By Sean Millerick
Earlier this week, I published a piece on the unique connection shared between Don Mattingly and Charlie Montoyo. While I encourage you to find it and read it, for the sake of your edification and my page views, what the special connection boiled down to was the fact the two are the only managers in all of MLB right now that spent their entire MLB careers with one team.
Mattingly did so by dint of a Hall of Fame caliber career in pinstripes with the New York Yankees, whereas Montoyo did so with the much humbler showing of five at- bats with the Montreal Expos.
I stumbled across this while researching another idea entirely, which was essentially which MLB team came out the best when you played Six Degrees of Kevin Bacon: MLB Manager edition.
I believe the answer to that question is the Boston Red Sox, but I freely admit to losing interest once I realized my beloved Miami Marlins were not the answer, as I thought they might be. You’ll have to check my math on that one.
However, all this fun manager research did put me in the position of taking a really close look at who is currently calling the shots for all 30 MLB teams.
Two things had become painfully clear. Firstly, I really need help, with time management at a minimum and likely a great deal more. Secondly though, and of much more importance and interest, is this:
Don Mattingly is far and away the best former player managing right now.
Frankly, it’s not even close, and hasn’t been for a while. His career WAR of 42.4 is at least 20 points ahead of every active manager except Dusty Baker (37.0), and with all due respect to Dusty, I don’t think it’s heretical of me to say Mattingly was a much better player.
Craig Counsell is next on the WAR list at 22.4, just edging out Mark Kotsay’s 21.3 mark. Counsell and Kotsay were certainly useful contributors in their careers, sometimes as starters, often as role players, and just feel like the kind of player you expect to end up managing a team.
Which brought me to a simple question: why?
Why is it that more superstars, or even just pretty good players, don’t end up as managers? Granted, WAR isn’t everything when it comes to player evaluation.
Mike Matheny has a career mark of -0.5 but won four Gold Gloves. It obviously isn’t a clear prerequisite for quality managing either; Tony La Russa had -0.6 WAR as a player but seems to have figured out how to make it as a manager anyway.
At least six current managers have never had so much as a single MLB at-bat. Still, it seems odd that only one active skipper has anything close to a Cooperstown resume.
And that’s actually been true for decades. Mattingly is one of only five former MVP winners to win a Manager of the Year award, which he picked up after the 2020 season. Kirk Gibson is the only other person to do it this century, and he last managed in 2014.
Courtesy of same great research at Baseball:Past and Present, it would appear that out of the 57 players with 50+ WAR who became a manager, only six started playing baseball after 1960. That’s insane.
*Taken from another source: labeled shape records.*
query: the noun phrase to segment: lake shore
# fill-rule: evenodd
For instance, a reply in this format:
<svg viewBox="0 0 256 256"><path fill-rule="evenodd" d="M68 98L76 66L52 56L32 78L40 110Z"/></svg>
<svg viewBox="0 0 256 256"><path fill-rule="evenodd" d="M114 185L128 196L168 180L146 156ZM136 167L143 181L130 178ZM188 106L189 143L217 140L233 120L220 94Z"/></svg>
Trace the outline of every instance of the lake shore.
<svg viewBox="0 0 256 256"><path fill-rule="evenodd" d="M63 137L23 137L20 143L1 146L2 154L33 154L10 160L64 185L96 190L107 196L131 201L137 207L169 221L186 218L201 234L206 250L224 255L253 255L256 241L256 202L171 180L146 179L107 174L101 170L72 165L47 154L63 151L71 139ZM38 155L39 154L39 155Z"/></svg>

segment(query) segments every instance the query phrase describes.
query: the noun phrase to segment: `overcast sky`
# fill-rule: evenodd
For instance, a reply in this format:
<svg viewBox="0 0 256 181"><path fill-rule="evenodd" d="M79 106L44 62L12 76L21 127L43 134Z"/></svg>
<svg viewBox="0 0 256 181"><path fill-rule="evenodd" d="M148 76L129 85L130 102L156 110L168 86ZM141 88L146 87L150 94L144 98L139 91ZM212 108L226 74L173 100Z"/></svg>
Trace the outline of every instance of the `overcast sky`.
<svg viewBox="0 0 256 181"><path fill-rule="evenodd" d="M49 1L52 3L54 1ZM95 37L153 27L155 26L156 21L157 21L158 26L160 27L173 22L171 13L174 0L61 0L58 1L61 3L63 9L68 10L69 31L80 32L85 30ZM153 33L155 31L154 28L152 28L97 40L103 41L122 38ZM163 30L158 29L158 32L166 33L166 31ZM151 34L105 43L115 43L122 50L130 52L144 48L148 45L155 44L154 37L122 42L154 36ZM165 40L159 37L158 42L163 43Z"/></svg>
Put a much simpler way, that means you can probably count on one hand the number of MLB managers ever selected with any kind of enthusiasm in a fantasy baseball draft.
So why so few? After all, this lack of superstar managing wasn’t always the case. Ted Williams, Ty Cobb, and Cy Young all managed. Pretty sure I remember hearing something about Pete Rose giving it a whirl as well. WAR-wise, 12 managers had a 100+ career as a player. Yet in 2022, we’re tipping our caps to Donnie’s 42.4 mark.
Blame it on television and money.
The opportunities to make money while staying connected to the game are just so much more prolific than they once were. ESPN, MLB Network, Fox Sports, even just RSNs and local radio all provide lucrative positions for former players.
Seemingly every team has also chosen to hire at least one special assistant, largely ambassadorial positions that are just as much about exciting the fans as they are about really contributing to the team. Though some absolutely do offer real value (you’ll never hear me criticize the value of letting any baseball player interact with Ichiro). Teams have infinitely more money to throw around these days.
Consequently, player earnings are also drastically higher, especially for the game’s elite. These people don’t need to work another day in their lives, and for some it’s debatable if their children will have to do all that much either. On that note, baseball unquestionably takes players away from their family more than other sport. If financial necessity isn’t a factor, why hit the road again? It could be that simple.
However, I think a final culprit could be the analytics age. Again, at least six active managers never played. I doubt anyone reading this expects that number to regress.
The MLB manager of the future is much more likely to resemble Jonah Hill’s character in Moneyball than, say, Tom Hank’s slugger-turned-skipper in A League of Their Own. A bit of an exaggeration, perhaps, but not by much. Managing is hard, and much more cerebral than it once was.
Then again, maybe things start to swing back the other way in the coming years. I wouldn’t bet against Joey Votto making the Hall as a player and a manager. Right now, though? It’s Don Mattingly by a mile at the top.